Mariana Vieira da Silva, ministre d’État et de la Présidence du Portugal © Présidence portugaise du Conseil de l'Union européenne 2021 / Pedro Sá da Bandeira

« Le 8 mars prochain, nous célébrons la Journée internationale des femmes : c’est le bon moment pour reconnaître que la lutte pour l’égalité entre les femmes et les hommes est un combat quotidien et que nous devons concentrer nos efforts à voir clairement ce qu’il faut changer », a affirmé la ministre d’État et de la Présidence du Portugal lors de la séance d’ouverture du webinaire intitulé « L’égalité entre les femmes et les hommes comme facteur de la reprise », organisé dans le cadre de la présidence portugaise du Conseil de l’Union européenne.


À l’occasion de cette conférence les résultats d’une note de recherche élaborée par l’Institut européen pour l’égalité entre les hommes et les femmes (EIGE) pour la présidence portugaise du Conseil de l’UE sur les impacts socioéconomiques de la COVID-19 relativement à l’égalité des genres ont été présentés. « Les impacts de la crise ne seront pas neutres en matière de genre, ils vont affecter différemment les hommes et les femmes », a insisté Mariana Vieira da Silva.


Toutefois, au-delà des chiffres, cette note de recherche aide à comprendre et à exposer les défis qui se présentent : « Derrière les chiffres se cache la dure réalité que les femmes doivent affronter à cause de la pandémie. Des femmes qui sont en première ligne, mais qui continuent d’être laissées pour compte », a affirmé la ministre portugaise.

“ Mon message principal est que nous ne pouvons changer que ce que nous pouvons voir clairement. Notre présidence veut que ces données contribuent à la construction de nos politiques publiques, afin d’apporter un signal politique fort qui valorise le dialogue sur les inégalités à long terme. ”
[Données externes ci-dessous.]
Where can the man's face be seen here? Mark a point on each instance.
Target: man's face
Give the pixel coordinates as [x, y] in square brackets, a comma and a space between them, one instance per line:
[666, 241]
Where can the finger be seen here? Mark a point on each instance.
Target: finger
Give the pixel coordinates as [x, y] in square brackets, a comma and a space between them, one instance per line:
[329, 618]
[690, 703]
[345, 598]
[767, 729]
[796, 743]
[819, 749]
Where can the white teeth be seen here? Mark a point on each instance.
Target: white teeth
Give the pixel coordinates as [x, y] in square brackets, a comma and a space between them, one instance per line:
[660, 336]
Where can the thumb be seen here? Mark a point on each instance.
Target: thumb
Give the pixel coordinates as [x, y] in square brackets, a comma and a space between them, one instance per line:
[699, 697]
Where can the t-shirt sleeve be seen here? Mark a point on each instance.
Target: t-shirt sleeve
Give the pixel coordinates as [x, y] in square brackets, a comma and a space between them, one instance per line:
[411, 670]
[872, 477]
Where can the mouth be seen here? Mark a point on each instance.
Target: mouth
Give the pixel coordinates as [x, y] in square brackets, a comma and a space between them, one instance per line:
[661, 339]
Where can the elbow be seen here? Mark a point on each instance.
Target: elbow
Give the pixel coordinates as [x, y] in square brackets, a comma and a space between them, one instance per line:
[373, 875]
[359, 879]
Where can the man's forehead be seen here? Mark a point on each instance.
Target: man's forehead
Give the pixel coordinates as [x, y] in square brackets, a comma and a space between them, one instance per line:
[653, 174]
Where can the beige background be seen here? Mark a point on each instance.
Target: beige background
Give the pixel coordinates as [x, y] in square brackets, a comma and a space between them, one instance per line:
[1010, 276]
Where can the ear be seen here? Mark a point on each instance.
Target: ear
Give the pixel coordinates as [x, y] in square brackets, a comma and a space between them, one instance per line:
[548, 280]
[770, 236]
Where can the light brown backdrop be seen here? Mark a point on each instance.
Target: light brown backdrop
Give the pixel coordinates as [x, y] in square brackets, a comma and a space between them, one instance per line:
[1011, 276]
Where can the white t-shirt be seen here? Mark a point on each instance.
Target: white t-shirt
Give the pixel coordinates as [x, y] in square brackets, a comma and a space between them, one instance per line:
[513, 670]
Mariana Vieira da Silva, ministre d’État et de la Présidence du Portugal

La COVID-19 est venue augmenter les inégalités préexistantes. Le télétravail, par exemple, a entraîné de nouveaux défis relativement à la conciliation de la vie personnelle et professionnelle. S’agissant d’une préoccupation commune à tous les États membres, les politiques doivent répondre non seulement aux inégalités cycliques, mais aussi à des facteurs structurels. « Nos actions doivent renforcer les principes qui visent à rendre l’Europe plus inclusive et plus égalitaire », a déclaré Vieira da Silva.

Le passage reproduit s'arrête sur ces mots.